Policies exist in a strict hierarchy. A lower-level policy cannot permit what a higher-level policy forbids.
- Global Safety (System-wide Hard Rules)
- Organization / Scope (Business Rules)
- Pool / Resource (Provider constraints)
- Identity / Agent (Local optimization)
The goal of ratelord is to maximize successful throughput, not to block traffic.
Policies prefer Shaping (delay, defer, degrade) over Denial whenever possible.
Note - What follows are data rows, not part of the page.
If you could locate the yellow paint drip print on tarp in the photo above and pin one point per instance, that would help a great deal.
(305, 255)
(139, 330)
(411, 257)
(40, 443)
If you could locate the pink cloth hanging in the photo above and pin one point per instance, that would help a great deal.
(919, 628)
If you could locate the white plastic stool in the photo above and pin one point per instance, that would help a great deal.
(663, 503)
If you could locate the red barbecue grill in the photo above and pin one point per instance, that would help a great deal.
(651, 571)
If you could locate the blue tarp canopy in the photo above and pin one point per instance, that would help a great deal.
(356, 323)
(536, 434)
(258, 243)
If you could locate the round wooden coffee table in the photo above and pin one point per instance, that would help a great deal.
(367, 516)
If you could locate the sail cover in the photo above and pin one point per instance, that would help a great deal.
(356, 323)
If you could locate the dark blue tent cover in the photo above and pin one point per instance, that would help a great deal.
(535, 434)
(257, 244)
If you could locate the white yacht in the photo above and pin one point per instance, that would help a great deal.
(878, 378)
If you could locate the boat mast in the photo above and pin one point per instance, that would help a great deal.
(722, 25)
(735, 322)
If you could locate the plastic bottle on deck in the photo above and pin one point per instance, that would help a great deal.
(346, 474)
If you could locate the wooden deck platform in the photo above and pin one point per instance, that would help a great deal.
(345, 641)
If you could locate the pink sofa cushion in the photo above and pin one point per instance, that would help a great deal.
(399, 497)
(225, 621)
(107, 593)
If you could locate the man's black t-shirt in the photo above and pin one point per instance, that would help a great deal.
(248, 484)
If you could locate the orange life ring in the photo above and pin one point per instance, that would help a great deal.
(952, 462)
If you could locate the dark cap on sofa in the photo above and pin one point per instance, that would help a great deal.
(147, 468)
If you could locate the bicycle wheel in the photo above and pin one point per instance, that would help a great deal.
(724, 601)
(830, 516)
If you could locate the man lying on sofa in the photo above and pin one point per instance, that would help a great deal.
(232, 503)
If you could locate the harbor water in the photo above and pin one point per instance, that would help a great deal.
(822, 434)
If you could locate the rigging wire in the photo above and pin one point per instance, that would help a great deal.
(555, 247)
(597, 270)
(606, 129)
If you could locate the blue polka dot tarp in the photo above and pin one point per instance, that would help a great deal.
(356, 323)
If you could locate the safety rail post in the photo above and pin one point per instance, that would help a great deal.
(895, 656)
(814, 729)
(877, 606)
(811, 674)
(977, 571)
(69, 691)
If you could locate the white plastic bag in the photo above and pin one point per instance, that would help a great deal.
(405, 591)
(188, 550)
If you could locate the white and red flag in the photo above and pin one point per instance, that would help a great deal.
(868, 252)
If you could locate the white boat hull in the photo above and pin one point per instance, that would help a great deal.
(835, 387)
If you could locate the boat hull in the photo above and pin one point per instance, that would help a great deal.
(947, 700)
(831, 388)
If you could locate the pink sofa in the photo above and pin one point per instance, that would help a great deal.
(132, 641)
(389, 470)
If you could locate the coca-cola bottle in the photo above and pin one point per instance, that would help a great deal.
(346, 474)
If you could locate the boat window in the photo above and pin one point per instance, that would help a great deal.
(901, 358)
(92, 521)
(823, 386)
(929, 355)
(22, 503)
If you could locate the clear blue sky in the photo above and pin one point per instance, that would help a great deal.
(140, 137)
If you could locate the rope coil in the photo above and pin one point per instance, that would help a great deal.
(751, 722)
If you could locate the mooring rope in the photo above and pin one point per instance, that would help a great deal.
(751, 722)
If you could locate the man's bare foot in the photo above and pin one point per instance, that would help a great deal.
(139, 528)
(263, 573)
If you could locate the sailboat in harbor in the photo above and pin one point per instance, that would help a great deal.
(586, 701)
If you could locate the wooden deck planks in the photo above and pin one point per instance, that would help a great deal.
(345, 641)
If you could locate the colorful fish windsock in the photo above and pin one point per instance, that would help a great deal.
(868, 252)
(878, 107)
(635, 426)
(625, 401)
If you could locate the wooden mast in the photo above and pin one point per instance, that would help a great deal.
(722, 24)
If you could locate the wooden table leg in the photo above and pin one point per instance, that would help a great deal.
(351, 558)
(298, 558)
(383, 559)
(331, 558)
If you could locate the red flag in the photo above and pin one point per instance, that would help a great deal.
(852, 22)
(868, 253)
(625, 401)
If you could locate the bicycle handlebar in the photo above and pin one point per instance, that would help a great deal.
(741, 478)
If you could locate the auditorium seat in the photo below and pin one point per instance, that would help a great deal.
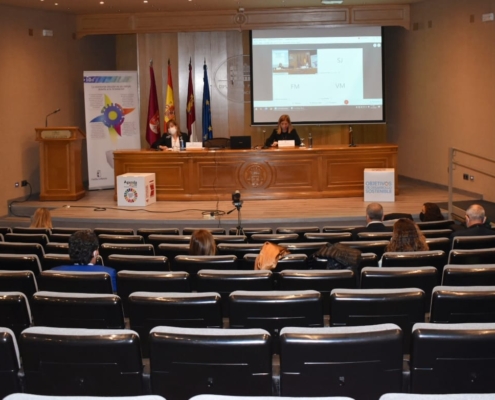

A "Soft Limit" is a signal to slow down, not a wall.
A Policy is a named collection of Rules bound to a specific Target (Scope, Pool, or Identity).
A Rule consists of:
- Condition: A logic predicate based on Forecasts, Metadata, or Time.
- Action: The decision to apply if the condition matches.
- Priority: Precedence order (critical vs. optimization).
Conditions evaluate the forecast_computed and intent_submitted events.
- Risk Metrics:
risk.p_exhaustion,tte.p99,margin.seconds. - Identity Metadata:
agent.role(prod/ci/dev),agent.priority. - Pool State:
pool.remaining_percent,pool.is_resetting. - Time:
time.is_business_hours,time.seconds_to_reset.
The engine outputs one of the following verdicts:
| Action | Description | Behavior |
|---|---|---|
| APPROVE | Risk is acceptable. | Agent proceeds immediately. |
| SHAPE (Throttle) | Risk is elevated. | Agent must wait wait_seconds before proceeding. |
| DEFER | Risk is high, but transient. | Agent must wait until after the next reset. |
| DENY | Risk is critical or rule violated. | Agent must abort the action completely. |
| SWITCH | Pool is exhausted/risky. | Agent must retry using a different identity_id (fallback). |
When an agent submits an intent_submitted event, the Daemon triggers the Arbitration Cycle.
- Intent: Who, What, Where (Scope), How much (Cost).
- Forecast: The latest
forecast_computedfor the relevant pool(s). - Policies: All active policies matching the Intent's scope hierarchy.
The engine evaluates rules from Top to Bottom (Global -> Local).
-
Check Hard Limits (Global/Pool):
- Condition:
risk.p_exhaustion > 0.99ORpool.remaining == 0. - Action:
DENYorDEFER. - Result: If matched, stop and return.
- Condition:
-
Check Business Rules (Org/Scope):
- Condition:
agent.role == 'dev' AND risk.p_exhaustion > 0.5. - Action:
SHAPE(add delay) orDENY. - Result: If matched, apply modifier.
- Condition:
-
Check Fairness/Optimization (Local/Identity):
- Condition:
identity.burn_rate > target_share. - Action:
SHAPE(smooth out the spikes).
- Condition:
The cycle emits an intent_decided event:
{
"event_type": "intent_decided",
"intent_id": "uuid",
"decision": "approve_with_modifications",
"modifications": {
"throttle_wait_seconds": 2.5,
"cost_adjustment": 0
},
"reason": "policy:soft_limit_buffer",
"risk_score": 0.45
}Safety constraints that prevent catastrophic exhaustion.
- Trigger:
margin.seconds < 0(We will die before reset). - Action:
DENY(if urgent) orDEFER(if waitable). - Target: All agents, regardless of priority.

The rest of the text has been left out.